台湾のデザイナーズホテル事情。
まずは台南
「ザ・プレイス」の室内編

先日、台湾を訪れた際、台南と台北で最新のデザイナーズホテルに泊まる機会があり、それらのコンセプトや、備品などを含めた細部に及ぶデザイン上の気配りが見事だったので、3回に分けて紹介することにした。1回目は、台南の「ザ・プレイス」の室内編である。

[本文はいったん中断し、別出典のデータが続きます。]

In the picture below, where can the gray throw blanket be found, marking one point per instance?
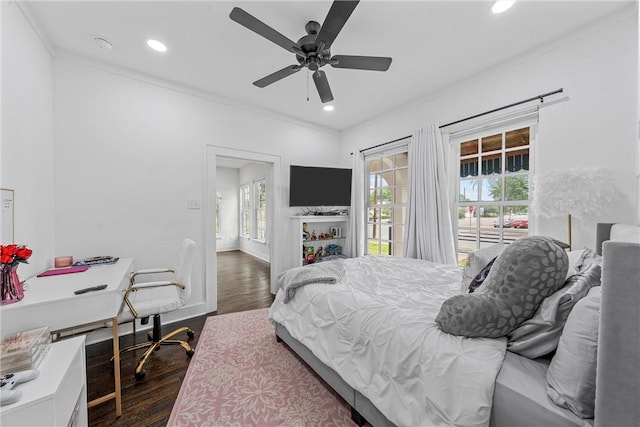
(323, 272)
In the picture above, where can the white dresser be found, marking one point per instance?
(58, 397)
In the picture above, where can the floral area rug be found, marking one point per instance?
(240, 376)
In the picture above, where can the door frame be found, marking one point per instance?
(274, 204)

ザ・プレイスは、台南駅からクルマで約10分のところにあり、モダンなショッピングモールの「南紡夢時代」や映画館、賃貸オフィススペースなどと躯体を共用する複合施設の一部となっている。
 
建物の上部に「台南紡織」の文字が掲げられていることから、紡績会社が工場の跡地などを利用して展開している新規事業の一環と思い、後から調べてみた。すると、まさにそのような土地を利用して日本の三菱地所設計が手がけた再開発プロジェクトであり、紡ぐ・織る・包むといった「糸」や「布」にまつわるキーワードに基づくコンセプトワークが行われていることが明らかとなった。

ホテル部分のデザインは、オランダのメカノ建築事務所が手がけたもので、各部屋が狭小住宅のそれのように合理的に設計されている。例えば、筆者が泊まった部屋は、シャワーとトイレ以外は固定的な壁を設けず、ワンルームの中に大きな黒い木製の機能ユニットをひとつ置くことで、スペースを分ける構造だった。

機能ユニットは、クローゼット、ベッドのヘッドボードと天蓋、冷蔵庫や金庫、アメニティの収納スペース、洗面設備を融合したもので、白い壁や床とコントラストをなす。そこに、差し色的にカラフルな枕やクッションなどが配されている。

また、間接照明主体の中に、ひとつだけレトロな街灯風のライトがあり、特別なスポット感を演出していた。

テレビのリモコンは、むき出しで置かれることなくマニュアルを兼ねたスリーブに収められており、メモ用紙やポストカードも、六角形だったりエンボス加工がなされていたりと、とても凝ったもの。周辺や館内の案内にしても、バインダー入りの重厚なものではなく、あえて薄く軽い紙にインフォグラフィックス的なイラストやイベント情報のQRコードなどを配してつくられている。



さらに、面白いと感じたのは、室内用のスリッパに施された線画である。履物をベッドに見立てて、男女の寝姿が描かれているのだ。

アメニティ類は、機能ユニットの洗面脇の戸棚内の布製のポケットに収納されている。この部分は、マジックテープで脱着可能なので、ルームクリーニングの際にはアメニティをセットしたポケットごと交換することで、作業の効率化を図っている可能性もありそうだ。